Published On: April 24th, 2018 / Categories: housing costs, housing crisis, Palo Alto /

housing crisis

I have previously written in this blog regarding our Golden State’s significant scarcity of housing. As this situation persists, it threatens to tarnish the luster of our economy. Even as the new tech boom drives growth to new heights, an acute lack of residential stock (and concomitant high housing costs) is eroding some of our economic strength. In Mountain View, where Google’s expansion has helped change that city from a sleepy suburb into a technology hive, local authorities have had to make allowances for increased overnight street parking as a result of working families having to live in their RVs because they can’t afford a monthly rent or mortgage.

In their efforts to respond to this situation, lawmakers across the state have been working to come up with proposals to ameliorate this state of affairs. Earlier this year, in the California legislature, State Senator Scott Weiner introduced SB 827 , an ambitious but controversial affordable housing proposal—ambitious because it encouraged the construction of denser, taller housing projects near transit corridors, controversial because it did so by overriding local controls over such projects. Despite the fact that some of the bill’s bolder ideas were scaled back in a nod to critics, however, SB 827 was defeated in a committee vote last week.

A week earlier, however, the Palo Alto City Council enacted an ordinance creating a new affordable housing “overlay zone,” in order to encourage construction of below-market rate (“BMR”) housing projects within transit corridors. The overlay zone establishes flexible development standards that property owners may avail themselves of in order to propose and build 100% affordable housing developments within the boundaries of the overlay zone. These projects would still have to pass an architectural review process (albeit somewhat abbreviated), but regulations such as setbacks, density, height restrictions and parking requirements would be relaxed in order to make such projects more economically viable.

Adopting this ordinance after a nearly five hour meeting, the Palo Alto City Council applied many of the development concepts contained in SB 827 to its new overlay zone in order to allow denser, taller, multi-family buildings with restricted parking within transit corridors. This overlay zone will apply to rental housing located within a half-mile radius of Palo Alto’s Caltrain stations at California Avenue and University Avenue, and within a quarter mile of El Camino Real, which is one of the main traffic arterials used by the Santa Clara Valley Transportation Authority (“VTA”) for its bus routes.

In establishing its affordable housing standards for projects in the overlay zone, the City of Palo Alto set the eligibility requirements at 120% of the area median income in order to qualify for affordable housing in the overlay zone. According to Palo Alto Mayor Liz Kniss, “If you go up to 120, we’re talking about the middle. We’re as concerned in many ways about the middle as we are about the low and the very low incomes.” By adopting this overlay zone, the City of Palo Alto is also seeking to do a better job in meeting its state-mandated housing goals. Since 2014, only 393 housing units have been built in Palo Alto (20% of goal) with only 143 units of affordable housing (10% of goal).

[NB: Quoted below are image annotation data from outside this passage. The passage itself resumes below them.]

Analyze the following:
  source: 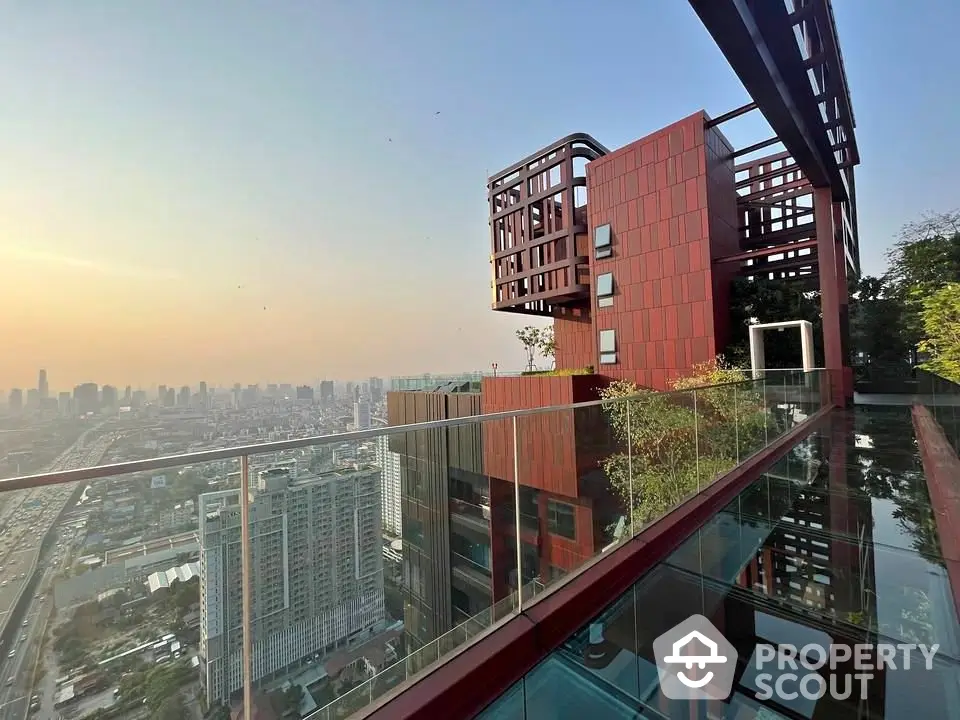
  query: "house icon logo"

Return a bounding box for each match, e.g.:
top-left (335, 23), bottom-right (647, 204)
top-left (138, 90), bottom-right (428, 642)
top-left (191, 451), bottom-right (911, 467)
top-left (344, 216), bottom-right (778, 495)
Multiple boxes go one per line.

While the merits of these proposals are certainly debatable, Palo Alto proponents of this “yes in my back yard” (“YIMBY”) approach are hopeful that they can help address the shortage of housing with approved projects within this overlay zone. These advocates were clearly heartened just last week with news of architectural review board approval of a 57-unit BMR project along El Camino Real. While it is clearly too early to reach any conclusions, there is at least some indication in Palo Alto that these projects may be able to proceed.